Like Bellingham, Dahoud had a pretty poor game in midfield but made up for it with his last-minute equalizer. It’s pretty clear that he doesn’t have the positional sense to play as a #6. I would prefer if Can or even Witsel could play that position in the future because Dahoud often leaves it vacant.
The last time Dahoud played the #6 competently was against Schalke. Think about the circumstances there. It’s just not his locale.
He looked horrible any time he wasn’t in the attacking zone. Bringing Thorgan Hazard on for Julian Brandt was a good change, and it quickly paid off.
It was really disappointing to see such a poor performance from Brandt, but in truth, Frankfurt played him off the field. With Gio Reyna returning to the squad, this could not have come at a worse time for the German.
Reus was pretty quiet, and like the rest of the midfield, did a lot of ball chasing.
Let’s forget that Reus handed Frankfurt the second goal. Where is Dr. Strange when you need him?

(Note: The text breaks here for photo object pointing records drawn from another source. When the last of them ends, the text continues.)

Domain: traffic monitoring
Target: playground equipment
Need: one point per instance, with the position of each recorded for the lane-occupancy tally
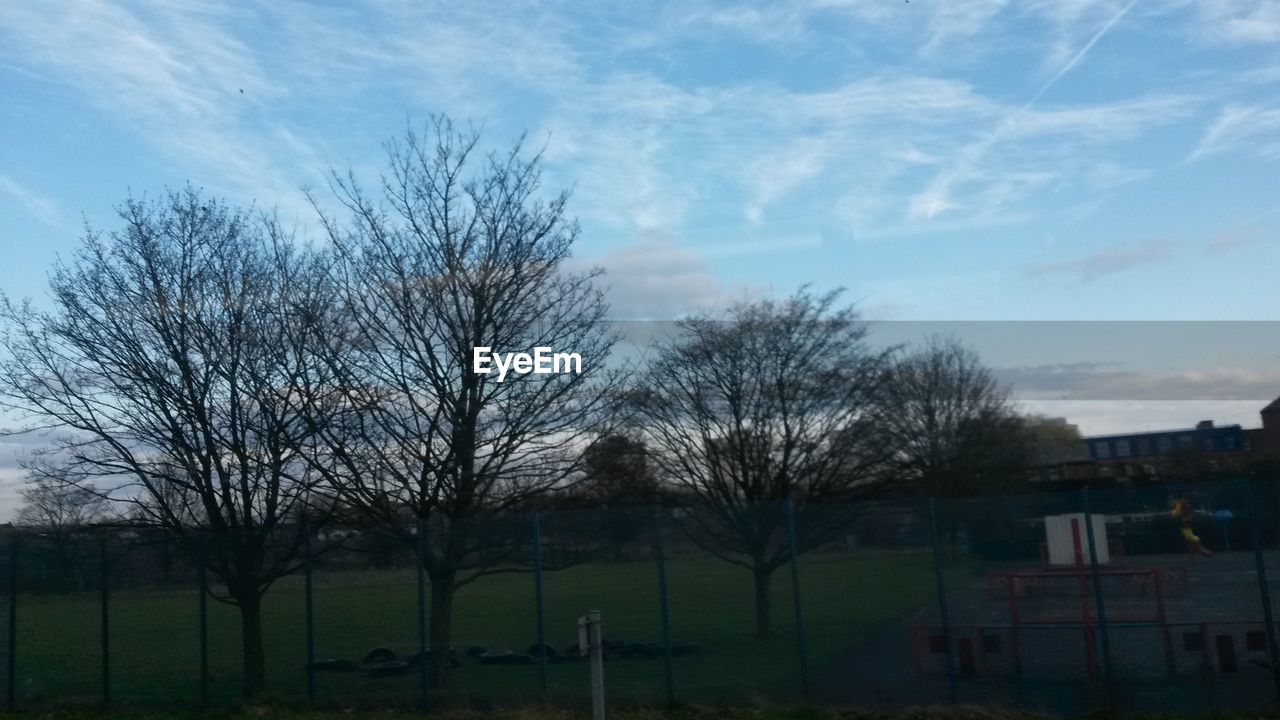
(1060, 596)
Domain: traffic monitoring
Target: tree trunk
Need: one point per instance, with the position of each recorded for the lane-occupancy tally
(440, 628)
(763, 606)
(251, 643)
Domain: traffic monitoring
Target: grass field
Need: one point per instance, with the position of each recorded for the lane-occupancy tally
(155, 652)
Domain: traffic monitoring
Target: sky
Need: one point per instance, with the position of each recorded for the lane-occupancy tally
(964, 160)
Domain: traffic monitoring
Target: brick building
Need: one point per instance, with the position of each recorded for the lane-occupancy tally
(1184, 454)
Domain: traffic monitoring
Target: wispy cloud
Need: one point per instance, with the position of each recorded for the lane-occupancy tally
(1237, 126)
(178, 74)
(1109, 261)
(40, 206)
(1240, 21)
(938, 195)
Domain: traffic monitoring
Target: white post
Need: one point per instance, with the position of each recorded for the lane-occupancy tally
(590, 639)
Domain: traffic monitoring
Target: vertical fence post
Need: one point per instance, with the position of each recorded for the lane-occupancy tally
(12, 651)
(1097, 592)
(952, 687)
(310, 610)
(420, 557)
(538, 604)
(202, 579)
(1264, 589)
(106, 624)
(795, 596)
(664, 609)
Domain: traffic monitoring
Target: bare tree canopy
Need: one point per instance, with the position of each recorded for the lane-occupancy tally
(458, 250)
(777, 401)
(55, 502)
(174, 356)
(952, 425)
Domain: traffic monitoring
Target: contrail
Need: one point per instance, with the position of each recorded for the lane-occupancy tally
(969, 156)
(1079, 54)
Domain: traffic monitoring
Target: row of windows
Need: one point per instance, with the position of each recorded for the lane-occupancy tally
(1162, 445)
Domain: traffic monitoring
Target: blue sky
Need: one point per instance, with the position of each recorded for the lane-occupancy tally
(969, 159)
(944, 160)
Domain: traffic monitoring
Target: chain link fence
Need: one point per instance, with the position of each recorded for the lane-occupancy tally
(1146, 598)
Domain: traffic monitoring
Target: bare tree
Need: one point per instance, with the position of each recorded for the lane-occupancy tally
(462, 250)
(776, 402)
(53, 502)
(617, 473)
(952, 427)
(60, 510)
(173, 352)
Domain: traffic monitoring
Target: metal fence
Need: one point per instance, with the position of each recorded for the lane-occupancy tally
(1052, 601)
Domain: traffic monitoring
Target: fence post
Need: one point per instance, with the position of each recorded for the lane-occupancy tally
(952, 687)
(310, 610)
(106, 624)
(795, 596)
(201, 561)
(1262, 586)
(666, 611)
(1097, 592)
(420, 555)
(538, 604)
(12, 679)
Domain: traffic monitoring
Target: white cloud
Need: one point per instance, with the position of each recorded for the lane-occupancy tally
(1244, 22)
(1240, 124)
(1110, 260)
(39, 205)
(657, 279)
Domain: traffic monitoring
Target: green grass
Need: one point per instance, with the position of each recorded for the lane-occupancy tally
(155, 652)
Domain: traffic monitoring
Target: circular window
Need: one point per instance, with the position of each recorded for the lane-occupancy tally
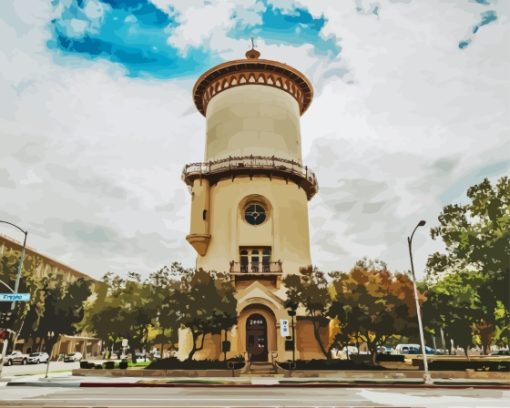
(255, 214)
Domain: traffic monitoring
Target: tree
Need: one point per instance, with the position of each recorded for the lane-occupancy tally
(205, 304)
(63, 309)
(477, 240)
(122, 309)
(454, 306)
(371, 304)
(310, 289)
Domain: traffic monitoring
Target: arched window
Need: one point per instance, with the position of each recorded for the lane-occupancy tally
(244, 260)
(255, 260)
(266, 258)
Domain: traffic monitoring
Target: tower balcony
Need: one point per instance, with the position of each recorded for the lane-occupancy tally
(231, 167)
(254, 269)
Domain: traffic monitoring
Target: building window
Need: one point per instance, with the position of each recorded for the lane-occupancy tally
(255, 213)
(255, 260)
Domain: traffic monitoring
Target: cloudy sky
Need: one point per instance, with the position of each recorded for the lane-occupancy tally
(411, 108)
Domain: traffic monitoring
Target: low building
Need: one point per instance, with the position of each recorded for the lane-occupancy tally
(46, 265)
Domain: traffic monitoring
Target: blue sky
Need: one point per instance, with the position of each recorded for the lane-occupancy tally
(135, 33)
(97, 120)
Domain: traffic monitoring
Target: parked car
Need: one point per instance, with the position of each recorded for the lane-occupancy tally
(73, 357)
(413, 349)
(16, 357)
(384, 350)
(40, 357)
(500, 353)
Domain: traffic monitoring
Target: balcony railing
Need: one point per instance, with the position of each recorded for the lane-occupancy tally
(253, 165)
(256, 268)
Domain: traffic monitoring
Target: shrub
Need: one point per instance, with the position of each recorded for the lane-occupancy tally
(461, 365)
(174, 363)
(109, 365)
(390, 357)
(330, 365)
(86, 364)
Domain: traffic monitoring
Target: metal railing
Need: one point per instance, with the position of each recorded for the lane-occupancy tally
(260, 268)
(253, 165)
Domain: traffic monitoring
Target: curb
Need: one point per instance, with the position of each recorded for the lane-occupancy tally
(43, 384)
(295, 385)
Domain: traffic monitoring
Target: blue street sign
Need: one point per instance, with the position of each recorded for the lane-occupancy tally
(14, 297)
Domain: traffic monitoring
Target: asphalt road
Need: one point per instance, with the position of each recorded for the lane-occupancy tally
(246, 397)
(32, 369)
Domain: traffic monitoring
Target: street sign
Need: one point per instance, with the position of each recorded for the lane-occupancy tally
(14, 297)
(284, 328)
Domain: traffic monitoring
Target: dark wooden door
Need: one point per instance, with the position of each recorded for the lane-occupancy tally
(256, 337)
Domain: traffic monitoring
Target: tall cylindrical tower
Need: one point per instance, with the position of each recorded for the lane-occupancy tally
(249, 206)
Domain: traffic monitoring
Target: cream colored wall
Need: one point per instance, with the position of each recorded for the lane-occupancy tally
(286, 230)
(199, 204)
(253, 120)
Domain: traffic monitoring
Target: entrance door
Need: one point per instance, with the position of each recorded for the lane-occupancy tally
(256, 337)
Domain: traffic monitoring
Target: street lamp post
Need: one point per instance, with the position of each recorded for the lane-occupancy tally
(16, 285)
(426, 375)
(51, 334)
(291, 310)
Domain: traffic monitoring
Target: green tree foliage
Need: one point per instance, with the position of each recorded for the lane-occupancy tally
(371, 305)
(477, 240)
(454, 305)
(121, 309)
(310, 289)
(170, 298)
(56, 304)
(204, 303)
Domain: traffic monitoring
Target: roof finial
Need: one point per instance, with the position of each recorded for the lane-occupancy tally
(253, 53)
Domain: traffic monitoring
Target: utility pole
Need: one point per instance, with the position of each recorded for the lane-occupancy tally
(426, 375)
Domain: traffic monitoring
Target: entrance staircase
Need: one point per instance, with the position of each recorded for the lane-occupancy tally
(261, 369)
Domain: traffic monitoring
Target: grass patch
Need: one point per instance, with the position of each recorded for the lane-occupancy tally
(331, 365)
(174, 363)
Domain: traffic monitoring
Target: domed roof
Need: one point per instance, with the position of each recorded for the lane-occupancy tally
(252, 71)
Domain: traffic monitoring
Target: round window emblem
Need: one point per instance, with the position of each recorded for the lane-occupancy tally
(255, 214)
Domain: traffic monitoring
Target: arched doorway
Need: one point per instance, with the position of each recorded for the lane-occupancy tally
(256, 337)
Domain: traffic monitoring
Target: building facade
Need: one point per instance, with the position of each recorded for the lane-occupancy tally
(45, 265)
(249, 200)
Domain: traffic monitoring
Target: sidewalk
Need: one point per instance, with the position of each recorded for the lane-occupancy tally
(235, 382)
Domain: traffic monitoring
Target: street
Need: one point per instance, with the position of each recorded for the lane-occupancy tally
(32, 369)
(250, 397)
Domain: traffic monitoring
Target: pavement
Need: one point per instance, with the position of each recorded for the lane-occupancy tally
(251, 397)
(66, 381)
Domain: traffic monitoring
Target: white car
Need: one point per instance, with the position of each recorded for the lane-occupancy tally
(40, 357)
(16, 357)
(73, 357)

Haaland got a few long-range shots off and assisted Hazard’s goal, but other than that he wasn’t his typical dominant self.
As I noted in the observations, the tactics against Frankfurt as well as Frankfurt’s setup just took Haaland out of the game.
For the first 70 minutes, Malen looked like the most likely player to find a goal. He was challenging Frankfurt’s back line with dribbles and created a few chances that his teammates couldn’t convert. He also had a great chance near the goal line right at the end of the first half that was denied, first by Trapp and then by the post.
Donny. Donathan. Donfred. Please try using your left foot, I hate mine too but new year, new hair, new use of the left foot. Isn’t that what they say?
Hazard’s substitution changed the game. The formation went from a disorganized diamond in midfield to a 4-2-3-1 with Dahoud and Bellingham in a double pivot. Meunier and Guerreiro were no longer the only threats along the wing, and Dahoud and Bellingham performed much better without Brandt’s horrible turnovers to mess with them.
I am desperate for Thorgan Hazard to put his injury crisis behind him because his influence in this game demanded more minutes on the field in the future. Maybe Thorgan is better placed as our joker like a certain Paco Alcacer of old, but this game was three points lost without Hazard. One of our readers pointed out the value of getting Hazard and Malen out wide to service Haaland better. I imagine Rose will be considering this same strategy after this weekend’s result.
Look, most of it wasn’t pretty. I’ll go even farther, and say that most of it was downright ugly. But the final 20 minutes showed a lot of fight, more than we’ve seen from the club in a long time. I’m happy that the squad was able to fight back; I just wish they didn’t need to come back!
As I mentioned in the observations, I’m not putting on my rose-colored glasses and singing Allez Allez after this one. Dortmund dug deep for a win against Frankfurt, but they barely got the shovel out against Hertha. Dortmund continues to find itself in a state of transition, and some of that owes to what Rose inherited. Instead of guiding the team toward what he wants to see on the field, the head coach has been forced to put out injury and COVID fires left and right. Hopefully, the whole squad can start to turn the corner soon.